Monday, July 29, 2013

Staten Island’s Haunted Billop House

In late December of 1779 Christopher Billop the owner of Billop House located on Staten Island in New York accused one of his female servants of spying on him for the Colonists. The American Revolutionary war had commenced and Billop was an avid British loyalist. He very large in statue was known to be a man with a violent temper. A colonel, he led a Tory detachment during the Revolutionary War and despised any who fought against the English.

When he accused this female servant of spying on him she vehemently denied his charges. This enraged Billop who then grabbed her and threw her down the stairs. She died of a broken neck and Billop was never accused or tried for her murder. Billop and this serving girl have haunted Billop House for 223 years. The ghosts of British soldiers are also seen on the property.

Billop House or Bentley Manor ** is a stately stone mansion that was built in 1680 on 1,600 acres of land. The Colonel inherited this home -- his great grandfather built it. This house overlooks Staten Island Sound, specifically Raritan Bay. The mansion includes: a spacious attic, two floors each with three rooms, a large basement kitchen and a secret tunnel. This tunnel leads from the home’s root cellar to the edge of Staten Island Sound. Three years before Billop murdered his servant girl this tunnel was used for the only official peace conference between the British and Colonists during the war.

Light green area is Raritan Bay

In 1776 the war was not going well for the Colonists. The British controlled New Your City, Staten and Long Islands. The Colonists in September were near defeat so it was arranged by Lord Richard Howe to meet with Benjamin Franklin, Edward Rutledge and John Adams at Billop House. Howe after emphasizing that the British intended to end the Revolution and crush its leaders offered to end the war if the Colonists would swear allegiance to England.

Considering this tone it is not a surprise that Adams and the others refused this offer. Colonel Billop took great delight in the fact that these talks ended the first day. He felt these traitors to England would shortly be destroyed. After this Billop’s mansion was given a new nickname, “Conference House”. Billop was very happy his home now symbolized his loyalty to the British and even more important England’s power.
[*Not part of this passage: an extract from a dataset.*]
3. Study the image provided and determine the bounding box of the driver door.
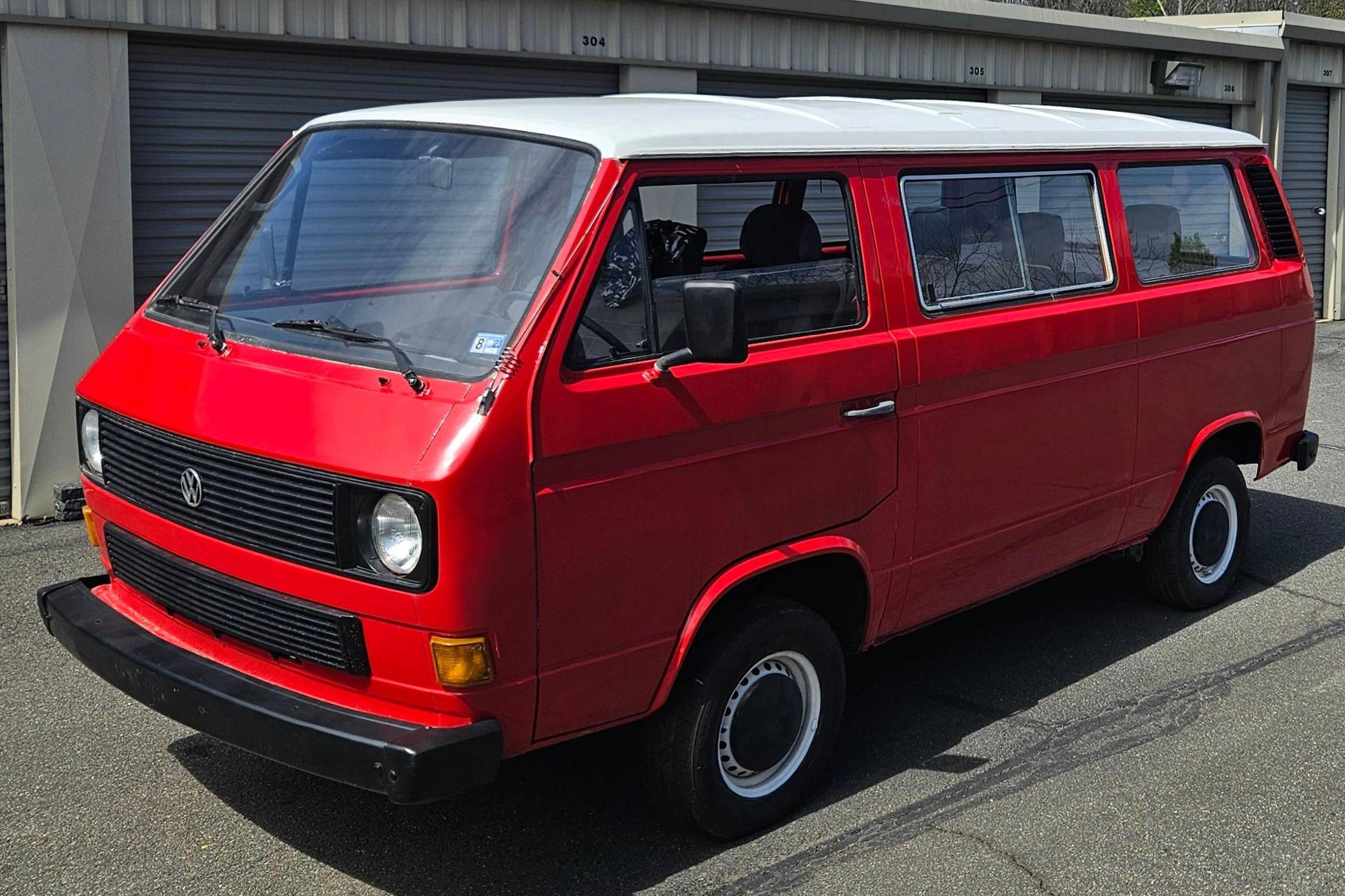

Throughout the war Billop opened his home to British soldiers that needed to rest--his large basement kitchen was converted into a hospital. Often soldiers were smuggled into his home at night through the tunnel. Soldiers that died at the home were hastily buried around the large estate for there was no time for funerals. It is stated this is most likely the reason why the ghosts of British soldiers wearing redcoats are still seen on the property today.

Billop’s vehemence toward patriots during the war made him a target. He was kidnapped and held for ransom twice. In June of 1779 a group of patriots rowed across from Perth Amboy in New Jersey. Billop was held for two months. The second time he was kidnapped was in November of the same year. Both times he was held as a P.O.W. in the Burlington County jail in New Jersey. He was chained to the floor and only fed bread and water. He was told this was retaliation for prisoners held by the British. The second time he again was held for two months and then released just after Christmas.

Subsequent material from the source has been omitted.